The following recipes have a more mathematical flavor:

   def multinomial(*counts):
       "Number of distinct arrangements of a multiset."
       # Counter('abracadabra').values() → 5 2 2 1 1
       # multinomial(5, 2, 2, 1, 1) → 83160
       return prod(map(comb, accumulate(counts), counts))

   def powerset(iterable):
       "Subsequences of the iterable from shortest to longest."
       # powerset([1,2,3]) → () (1,) (2,) (3,) (1,2) (1,3) (2,3) (1,2,3)
       s = list(iterable)
       return chain.from_iterable(combinations(s, r) for r in range(len(s)+1))

   def sum_of_squares(iterable):
       "Add up the squares of the input values."
       # sum_of_squares([10, 20, 30]) → 1400
       return sumprod(*tee(iterable))

   def reshape(matrix, columns):
       "Reshape a 2-D matrix to have a given number of columns."
       # reshape([(0, 1), (2, 3), (4, 5)], 3) →  (0, 1, 2), (3, 4, 5)
       return batched(chain.from_iterable(matrix), columns, strict=True)

   def transpose(matrix):
       "Swap the rows and columns of a 2-D matrix."
       # transpose([(1, 2, 3), (11, 22, 33)]) → (1, 11) (2, 22) (3, 33)
       return zip(*matrix, strict=True)

   def matmul(m1, m2):
       "Multiply two matrices."
       # matmul([(7, 5), (3, 5)], [(2, 5), (7, 9)]) → (49, 80), (41, 60)
       n = len(m2[0])
       return batched(starmap(sumprod, product(m1, transpose(m2))), n)

   def convolve(signal, kernel):
       """Discrete linear convolution of two iterables.
       Equivalent to polynomial multiplication.

       Convolutions are mathematically commutative; however, the inputs are
       evaluated differently.  The signal is consumed lazily and can be
       infinite. The kernel is fully consumed before the calculations begin.

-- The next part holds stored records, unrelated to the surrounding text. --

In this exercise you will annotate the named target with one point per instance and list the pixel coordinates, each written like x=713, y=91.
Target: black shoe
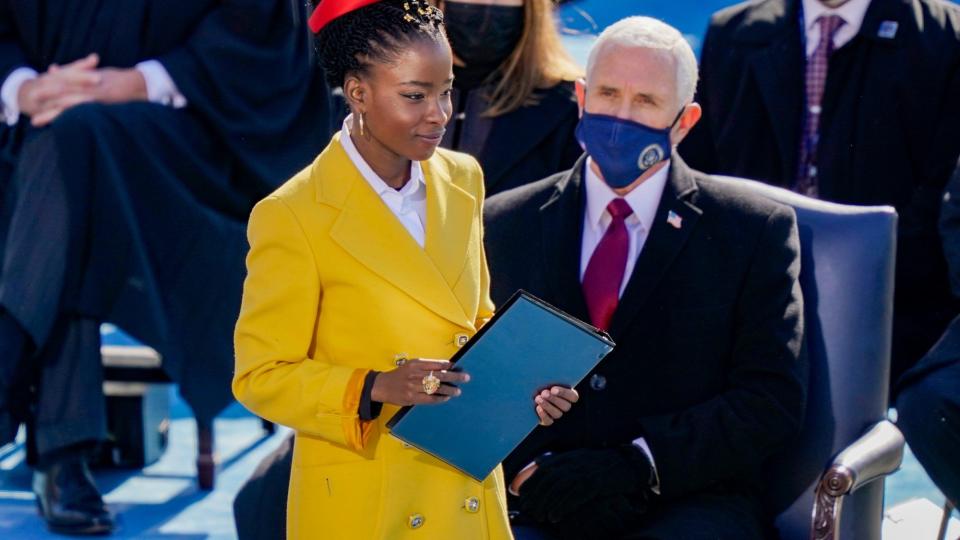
x=69, y=501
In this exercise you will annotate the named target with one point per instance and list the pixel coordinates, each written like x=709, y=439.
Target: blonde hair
x=538, y=61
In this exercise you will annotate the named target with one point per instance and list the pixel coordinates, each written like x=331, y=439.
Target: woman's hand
x=552, y=402
x=404, y=385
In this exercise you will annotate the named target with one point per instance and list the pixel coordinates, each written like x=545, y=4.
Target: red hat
x=329, y=10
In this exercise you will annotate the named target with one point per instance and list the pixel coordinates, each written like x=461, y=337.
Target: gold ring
x=431, y=384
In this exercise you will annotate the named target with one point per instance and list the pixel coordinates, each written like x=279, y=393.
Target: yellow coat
x=335, y=287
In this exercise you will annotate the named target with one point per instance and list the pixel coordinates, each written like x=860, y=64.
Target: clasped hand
x=61, y=87
x=404, y=386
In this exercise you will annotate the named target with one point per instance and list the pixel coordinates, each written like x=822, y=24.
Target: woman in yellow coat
x=371, y=255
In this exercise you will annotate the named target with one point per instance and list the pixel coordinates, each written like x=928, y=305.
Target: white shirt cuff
x=160, y=86
x=510, y=485
x=9, y=102
x=641, y=443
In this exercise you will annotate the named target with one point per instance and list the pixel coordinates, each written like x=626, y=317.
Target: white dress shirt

       Article:  https://betterexplained.com/articles/intuitive-convolution/
       Video:    https://www.youtube.com/watch?v=KuXjwB4LzSA
       """
       # convolve([1, -1, -20], [1, -3]) → 1 -4 -17 60
       # convolve(data, [0.25, 0.25, 0.25, 0.25]) → Moving average (blur)
       # convolve(data, [1/2, 0, -1/2]) → 1st derivative estimate
       # convolve(data, [1, -2, 1]) → 2nd derivative estimate
       kernel = tuple(kernel)[::-1]
       n = len(kernel)
       padded_signal = chain(repeat(0, n-1), signal, repeat(0, n-1))
       windowed_signal = sliding_window(padded_signal, n)
       return map(sumprod, repeat(kernel), windowed_signal)

   def polynomial_from_roots(roots):
       """Compute a polynomial's coefficients from its roots.

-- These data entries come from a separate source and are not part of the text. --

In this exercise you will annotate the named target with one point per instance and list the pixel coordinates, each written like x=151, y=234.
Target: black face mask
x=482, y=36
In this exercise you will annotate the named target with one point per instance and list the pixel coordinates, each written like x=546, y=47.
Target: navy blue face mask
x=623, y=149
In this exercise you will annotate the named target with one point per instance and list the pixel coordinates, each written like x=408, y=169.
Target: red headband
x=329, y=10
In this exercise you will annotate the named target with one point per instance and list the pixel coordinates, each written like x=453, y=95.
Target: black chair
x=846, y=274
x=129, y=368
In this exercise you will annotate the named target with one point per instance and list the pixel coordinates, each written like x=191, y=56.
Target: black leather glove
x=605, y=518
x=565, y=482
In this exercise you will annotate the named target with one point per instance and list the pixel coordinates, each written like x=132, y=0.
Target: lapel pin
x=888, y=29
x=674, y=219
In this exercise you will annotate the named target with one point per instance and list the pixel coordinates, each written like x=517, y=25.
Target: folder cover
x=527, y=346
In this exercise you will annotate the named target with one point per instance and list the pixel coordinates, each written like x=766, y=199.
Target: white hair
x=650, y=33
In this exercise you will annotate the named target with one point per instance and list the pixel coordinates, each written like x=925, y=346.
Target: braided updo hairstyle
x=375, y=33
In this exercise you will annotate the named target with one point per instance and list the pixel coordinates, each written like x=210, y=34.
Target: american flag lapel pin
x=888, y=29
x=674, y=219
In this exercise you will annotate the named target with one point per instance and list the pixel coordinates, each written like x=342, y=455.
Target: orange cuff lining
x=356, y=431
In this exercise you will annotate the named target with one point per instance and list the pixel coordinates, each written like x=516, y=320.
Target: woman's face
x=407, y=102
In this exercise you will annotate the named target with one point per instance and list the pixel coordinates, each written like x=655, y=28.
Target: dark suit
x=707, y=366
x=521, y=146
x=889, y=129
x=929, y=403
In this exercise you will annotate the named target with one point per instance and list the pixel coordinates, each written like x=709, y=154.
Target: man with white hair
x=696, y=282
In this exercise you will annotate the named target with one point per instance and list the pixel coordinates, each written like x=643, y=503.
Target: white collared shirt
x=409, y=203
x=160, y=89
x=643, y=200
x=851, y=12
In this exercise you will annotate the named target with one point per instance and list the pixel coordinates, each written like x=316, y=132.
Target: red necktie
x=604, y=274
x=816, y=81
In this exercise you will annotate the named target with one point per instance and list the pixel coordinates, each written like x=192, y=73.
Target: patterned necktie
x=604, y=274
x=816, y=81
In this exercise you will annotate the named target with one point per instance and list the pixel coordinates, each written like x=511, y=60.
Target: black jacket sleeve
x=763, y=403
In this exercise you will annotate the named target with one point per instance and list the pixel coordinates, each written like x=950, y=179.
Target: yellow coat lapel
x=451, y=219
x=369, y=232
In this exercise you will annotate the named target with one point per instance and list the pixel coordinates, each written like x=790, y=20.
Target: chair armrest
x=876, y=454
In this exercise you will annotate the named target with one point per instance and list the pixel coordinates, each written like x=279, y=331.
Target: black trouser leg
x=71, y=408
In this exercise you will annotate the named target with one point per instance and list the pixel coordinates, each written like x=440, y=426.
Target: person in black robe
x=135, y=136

          (x - 5) (x + 4) (x - 3)  expands to:   x³ -4x² -17x + 60
       """
       # polynomial_from_roots([5, -4, 3]) → [1, -4, -17, 60]
       factors = zip(repeat(1), map(neg, roots))
       return list(reduce(convolve, factors, [1]))

   def polynomial_eval(coefficients, x):
       """Evaluate a polynomial at a specific value.

       Computes with better numeric stability than Horner's method.
       """
       # Evaluate x³ -4x² -17x + 60 at x = 5
       # polynomial_eval([1, -4, -17, 60], x=5) → 0
       n = len(coefficients)
       if not n:
           return type(x)(0)
       powers = map(pow, repeat(x), reversed(range(n)))
       return sumprod(coefficients, powers)

   def polynomial_derivative(coefficients):
       """Compute the first derivative of a polynomial.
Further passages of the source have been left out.